Ah I see, a Mac user. Yeah, a friend of mine in LA was talking about how he uses Compressor, and how FCP detects all this natively. That’s probably why there was some confusion.
Unfortunately, I’ve found no evidence that Premiere Pro does the reverse telecine. That’s why I’ve been looking into AE. Seems to be the only Adobe tool that does an efficient job of this.
“Do I have to maintain the absolute best quality I can, and suffer with clips that may not play smoothly? Id go with the Animation codec at best quality: it’s compressed, but LOSSLESS.”
I’d rather not lose any quality, so I might have to try this.

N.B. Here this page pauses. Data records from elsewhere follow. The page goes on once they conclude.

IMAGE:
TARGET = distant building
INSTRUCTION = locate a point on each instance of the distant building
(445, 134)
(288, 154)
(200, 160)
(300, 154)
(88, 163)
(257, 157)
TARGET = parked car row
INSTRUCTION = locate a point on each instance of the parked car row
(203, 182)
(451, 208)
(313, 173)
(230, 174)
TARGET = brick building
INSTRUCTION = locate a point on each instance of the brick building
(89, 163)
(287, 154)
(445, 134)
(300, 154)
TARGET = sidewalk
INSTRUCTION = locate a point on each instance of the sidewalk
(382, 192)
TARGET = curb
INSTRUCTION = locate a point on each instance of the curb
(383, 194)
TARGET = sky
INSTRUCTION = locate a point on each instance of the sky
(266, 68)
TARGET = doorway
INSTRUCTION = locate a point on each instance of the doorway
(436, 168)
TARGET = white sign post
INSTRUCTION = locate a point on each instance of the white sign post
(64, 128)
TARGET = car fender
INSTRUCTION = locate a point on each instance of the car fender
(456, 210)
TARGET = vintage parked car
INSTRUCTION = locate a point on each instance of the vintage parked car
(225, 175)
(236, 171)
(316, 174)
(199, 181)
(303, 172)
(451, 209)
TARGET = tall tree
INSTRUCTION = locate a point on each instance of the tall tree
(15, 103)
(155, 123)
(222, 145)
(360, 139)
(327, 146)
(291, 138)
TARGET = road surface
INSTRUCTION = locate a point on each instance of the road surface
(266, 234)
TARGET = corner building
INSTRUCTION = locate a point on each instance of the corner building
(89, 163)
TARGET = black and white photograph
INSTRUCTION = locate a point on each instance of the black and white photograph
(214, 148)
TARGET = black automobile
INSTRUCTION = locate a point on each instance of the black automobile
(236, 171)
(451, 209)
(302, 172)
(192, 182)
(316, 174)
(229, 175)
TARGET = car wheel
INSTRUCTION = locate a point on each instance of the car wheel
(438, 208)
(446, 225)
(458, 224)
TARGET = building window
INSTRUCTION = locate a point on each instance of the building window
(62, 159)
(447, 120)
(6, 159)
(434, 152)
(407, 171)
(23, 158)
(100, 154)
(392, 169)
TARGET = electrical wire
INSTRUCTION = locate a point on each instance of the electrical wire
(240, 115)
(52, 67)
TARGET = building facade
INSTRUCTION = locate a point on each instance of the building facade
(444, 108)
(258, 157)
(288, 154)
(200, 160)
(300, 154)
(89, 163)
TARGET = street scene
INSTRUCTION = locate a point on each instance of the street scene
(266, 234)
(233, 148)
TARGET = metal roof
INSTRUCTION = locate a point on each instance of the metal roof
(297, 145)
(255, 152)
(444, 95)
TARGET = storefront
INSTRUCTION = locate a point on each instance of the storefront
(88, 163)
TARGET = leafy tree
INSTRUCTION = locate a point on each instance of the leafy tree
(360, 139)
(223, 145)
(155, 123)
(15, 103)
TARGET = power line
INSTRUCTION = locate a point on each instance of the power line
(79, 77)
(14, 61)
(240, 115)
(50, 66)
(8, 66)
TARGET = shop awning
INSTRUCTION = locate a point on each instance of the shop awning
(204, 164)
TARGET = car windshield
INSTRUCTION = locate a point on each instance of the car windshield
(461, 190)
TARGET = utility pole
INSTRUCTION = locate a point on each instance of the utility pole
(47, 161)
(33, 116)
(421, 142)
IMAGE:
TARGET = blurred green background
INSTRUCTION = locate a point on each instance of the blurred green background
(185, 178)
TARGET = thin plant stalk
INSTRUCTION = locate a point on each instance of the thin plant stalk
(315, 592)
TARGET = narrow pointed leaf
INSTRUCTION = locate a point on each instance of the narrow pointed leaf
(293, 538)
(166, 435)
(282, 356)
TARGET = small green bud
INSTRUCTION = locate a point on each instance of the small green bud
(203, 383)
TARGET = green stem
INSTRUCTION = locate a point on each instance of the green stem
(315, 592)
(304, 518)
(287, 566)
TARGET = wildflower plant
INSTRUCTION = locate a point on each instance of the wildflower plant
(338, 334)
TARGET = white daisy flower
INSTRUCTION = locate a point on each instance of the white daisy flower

Do I have to do very little extra to the clips? I might use the Photo JPEG codec at 95%.
This is also an option, as I don’t really have much else to do besides cross fading, cutting. I’d love to use the plugin Magic Bullet Looks, but that eats up a LOT of processor, and I’m just not sure it’s really worth it; not yet
My admonition about big file sizes still holds: “high quality” and “small file size” are mutually-exclusive terms. Get used to big files.
Yeah, I’m prepared. I think the problem is that I just didn’t think that my computer would have such an issue with these larger files. Something like 2 gig lags out, whereas I used to be working in the DV realm, and I’d be working with a 4 gig file, no problem. My friend suggested that my bitrate was way too high, and that might be the case as well. He suggested I aim for 150mb/s, but of course, AVI rendering doesn’t have a bitrate adjuster, as it’s uncompressed.
I’ll give the other two settings a try and see what happens.